In diversi romanzi pubblicati in Italia negli ultimi tempi, buona parte dei quali passati per il Premio Calvino (cui va dunque ancora una volta riconosciuta una funzione critica determinante nell’intercettare le metamorfosi delle immaginazioni letterarie contemporanee), sembra di riconoscere un impulso costante verso ciò che, seppure in un contesto diverso da quello romanzesco, Elvio Fachinelli chiamava claustrofilia. Non il timore ma il desiderio dello spazio chiuso, della contenzione, del legame coatto; un bisogno di autosequestro che si fa condizione necessaria e sufficiente per generare una narrazione.

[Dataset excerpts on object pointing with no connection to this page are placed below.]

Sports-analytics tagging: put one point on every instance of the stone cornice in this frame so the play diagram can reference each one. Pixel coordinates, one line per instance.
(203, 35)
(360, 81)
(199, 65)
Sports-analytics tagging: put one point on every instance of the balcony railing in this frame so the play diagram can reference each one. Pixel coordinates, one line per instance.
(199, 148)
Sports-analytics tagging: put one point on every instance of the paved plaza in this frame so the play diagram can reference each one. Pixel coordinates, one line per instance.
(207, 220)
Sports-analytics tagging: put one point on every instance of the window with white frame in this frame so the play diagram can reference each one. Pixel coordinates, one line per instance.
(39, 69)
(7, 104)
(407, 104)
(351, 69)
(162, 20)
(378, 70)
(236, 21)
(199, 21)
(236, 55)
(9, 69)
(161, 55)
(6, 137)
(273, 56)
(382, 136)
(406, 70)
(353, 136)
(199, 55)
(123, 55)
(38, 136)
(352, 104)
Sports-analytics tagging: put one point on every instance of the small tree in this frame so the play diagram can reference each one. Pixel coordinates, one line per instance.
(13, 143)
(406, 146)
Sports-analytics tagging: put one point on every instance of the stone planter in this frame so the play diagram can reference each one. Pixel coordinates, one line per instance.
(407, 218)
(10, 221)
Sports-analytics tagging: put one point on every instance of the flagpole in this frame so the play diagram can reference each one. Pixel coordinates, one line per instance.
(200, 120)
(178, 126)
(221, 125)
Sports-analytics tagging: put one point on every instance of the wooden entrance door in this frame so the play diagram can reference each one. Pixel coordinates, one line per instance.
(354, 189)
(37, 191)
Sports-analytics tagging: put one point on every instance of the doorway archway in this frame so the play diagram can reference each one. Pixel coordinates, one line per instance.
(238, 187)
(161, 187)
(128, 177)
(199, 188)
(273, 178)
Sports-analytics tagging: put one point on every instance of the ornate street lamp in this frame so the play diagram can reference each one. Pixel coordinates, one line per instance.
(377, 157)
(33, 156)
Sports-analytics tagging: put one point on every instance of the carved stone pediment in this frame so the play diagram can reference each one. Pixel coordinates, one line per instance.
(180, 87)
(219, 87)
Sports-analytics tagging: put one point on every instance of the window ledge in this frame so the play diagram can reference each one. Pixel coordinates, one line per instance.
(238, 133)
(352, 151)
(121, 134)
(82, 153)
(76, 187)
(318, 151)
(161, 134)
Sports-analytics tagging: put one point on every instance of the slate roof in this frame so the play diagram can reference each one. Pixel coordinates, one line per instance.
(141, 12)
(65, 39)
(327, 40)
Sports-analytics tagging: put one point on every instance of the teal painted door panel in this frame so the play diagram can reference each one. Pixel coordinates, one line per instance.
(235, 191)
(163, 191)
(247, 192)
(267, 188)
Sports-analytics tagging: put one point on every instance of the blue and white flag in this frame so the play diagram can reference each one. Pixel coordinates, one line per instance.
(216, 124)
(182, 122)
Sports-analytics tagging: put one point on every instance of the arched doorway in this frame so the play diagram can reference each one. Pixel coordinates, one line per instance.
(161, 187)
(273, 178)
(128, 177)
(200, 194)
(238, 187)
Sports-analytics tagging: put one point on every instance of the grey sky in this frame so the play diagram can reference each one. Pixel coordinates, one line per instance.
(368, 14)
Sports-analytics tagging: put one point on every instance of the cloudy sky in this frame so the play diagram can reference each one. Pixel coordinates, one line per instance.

Dal “tutto dentro” stilistico di Francesco Maino in Cartongesso (un flusso grumoso di lingua che esplode nella misura in cui deriva da una coercizione) al picaro protagonista di Mia moglie e io di Alessandro Garigliano, che se anche tenta lo spazio esterno in cerca di un lavoro torna sistematicamente a un hortus domestico in cui studia nel concreto le forme della morte, dal protagonista di Sparire di Fabio Viola che si chiude in un armadio alla festa-prigione di Il diciottesimo compleanno di Riccardo Romagnoli, una specie di cratere dionisiaco che inghiotte il tempo, ancora passando per la cantina di Io e te di Niccolò Ammaniti e procedendo a ritroso fino a quello che per certi versi è il progenitore di questo impulso, vale a dire il Pietro Paladini protagonista di Caos calmo di Sandro Veronesi, rinchiudersi, fermarsi, restare, imbozzolarsi, preferire di no, escludersi verso l’interno smette di essere un infortunio lungo un cammino tradizionale per lasciarsi percepire come una vera e propria forma di vita. Qualcosa che pare collocarsi tra la resa incondizionata davanti a un compito irrisolvibile e quella che in medicina viene chiamata “posizione antalgica”, la postura che tendiamo ad assumere per contenere un dolore fisico. Perché ciò che c’è – sembra essere la percezione da cui hanno origine queste storie – è tanto, ciò che accade è troppo, e nel momento in cui è andata perduta la facoltà di varcare le soglie è preferibile abbandonarsi a una lunga indeterminata incubazione (un vuoto perfettamente abitabile) che poco alla volta, strategicamente, come Edo nel romanzo di Paolo Marino, sapremo persino arredare. E dunque si vive in una panne senza soluzione (il versante perenne di quella stessa contingenza che da qualche anno chiamiamo crisi), scavandosi un’ansa nel tempo e autoesiliandosi dal flusso, aspettando che passi, sapendo che non passerà e che i contorni delle cose rimarranno sfuocati. Diventando, il più serenamente possibile, claustrofilici.